The next day I walked up to the peat bog with Lark and Wren and our two jars filled with caterpillars. We released them onto the heather, all but three, who we have kept to raise and study over the next few weeks.
We had to return to our collecting the following night, to get all of the ones that we had missed and I think that I will keep a careful eye on those currant bushes from now on. We might have saved them from the caterpillars, but the birds are probably going to get all of the currants if I don’t come up with a plan before they are ready.

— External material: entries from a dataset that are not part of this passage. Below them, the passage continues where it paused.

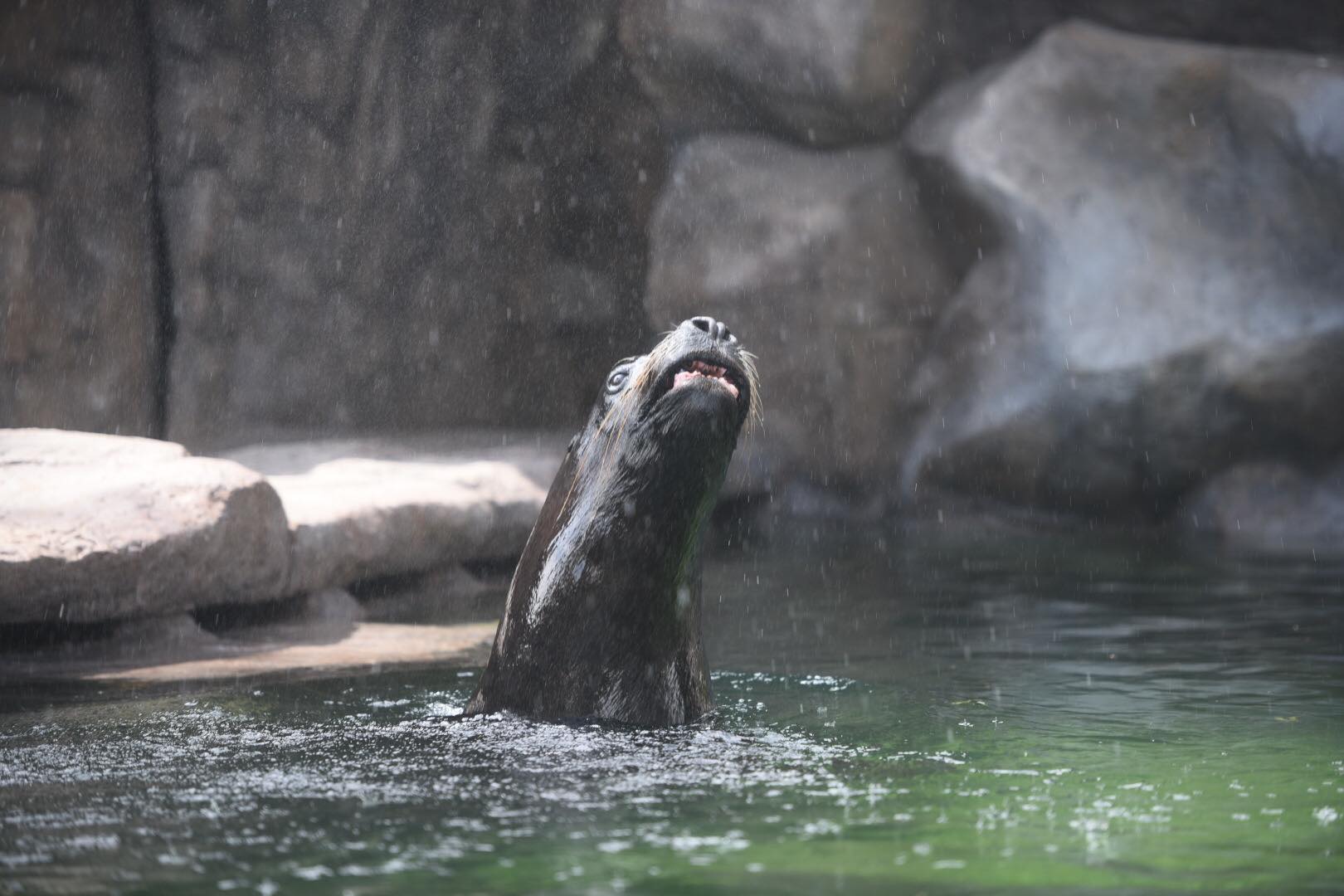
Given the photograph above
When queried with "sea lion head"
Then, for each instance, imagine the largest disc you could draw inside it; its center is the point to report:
(670, 419)
(602, 616)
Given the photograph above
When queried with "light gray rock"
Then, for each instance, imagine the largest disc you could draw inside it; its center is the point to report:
(101, 527)
(78, 319)
(1157, 288)
(823, 71)
(1272, 509)
(824, 266)
(370, 509)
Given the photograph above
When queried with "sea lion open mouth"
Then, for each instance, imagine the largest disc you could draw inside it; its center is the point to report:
(604, 611)
(695, 368)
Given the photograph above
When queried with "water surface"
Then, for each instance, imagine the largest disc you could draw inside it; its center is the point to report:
(895, 711)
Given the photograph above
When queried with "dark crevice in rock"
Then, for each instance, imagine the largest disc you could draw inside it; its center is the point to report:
(166, 329)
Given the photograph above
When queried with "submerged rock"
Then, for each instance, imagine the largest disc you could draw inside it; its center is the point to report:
(824, 266)
(1157, 286)
(1272, 509)
(104, 527)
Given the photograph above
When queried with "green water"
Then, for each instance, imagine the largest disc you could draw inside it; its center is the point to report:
(897, 713)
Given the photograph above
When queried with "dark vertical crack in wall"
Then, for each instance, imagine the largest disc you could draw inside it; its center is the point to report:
(167, 327)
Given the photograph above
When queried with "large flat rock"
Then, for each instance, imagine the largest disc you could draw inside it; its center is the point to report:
(104, 527)
(368, 508)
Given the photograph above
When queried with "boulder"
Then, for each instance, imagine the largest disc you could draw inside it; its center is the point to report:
(78, 309)
(1272, 509)
(378, 508)
(1155, 290)
(821, 71)
(357, 241)
(102, 527)
(824, 266)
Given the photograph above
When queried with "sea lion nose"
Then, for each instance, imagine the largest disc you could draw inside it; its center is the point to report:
(718, 331)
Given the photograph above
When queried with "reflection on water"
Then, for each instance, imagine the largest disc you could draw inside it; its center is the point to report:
(957, 716)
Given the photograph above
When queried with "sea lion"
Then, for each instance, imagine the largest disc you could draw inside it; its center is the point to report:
(604, 613)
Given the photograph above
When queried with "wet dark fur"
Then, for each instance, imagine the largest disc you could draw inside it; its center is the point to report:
(604, 611)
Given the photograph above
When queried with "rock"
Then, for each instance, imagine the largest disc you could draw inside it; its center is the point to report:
(78, 310)
(1157, 288)
(355, 242)
(1272, 509)
(824, 268)
(102, 527)
(823, 71)
(370, 509)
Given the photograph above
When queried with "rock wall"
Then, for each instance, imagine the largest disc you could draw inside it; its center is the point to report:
(1159, 290)
(1062, 265)
(364, 230)
(78, 290)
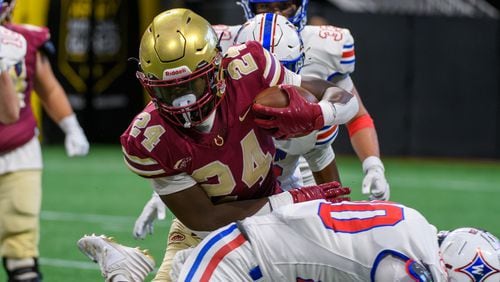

So caterpillars – friend or foe? I couldn’t tell you, but we will continue to enjoy them despite their unfortunate eating habits. After all, I have seen the look of joy on my children’s faces when they are small and they see the butterflies dancing through the air. That’s worth losing a few leaves for!
There’s something magical about rearing caterpillar and watching the different stages especially if your lucky enough to see them emerging from the pupa/cocoon then taking first flight.
Sorry for taking so long to reply Hazel, I quite agree. Raising caterpillars is something that we will all remember fondly and I am so glad to have filmed the first time that my kids released their butterflies!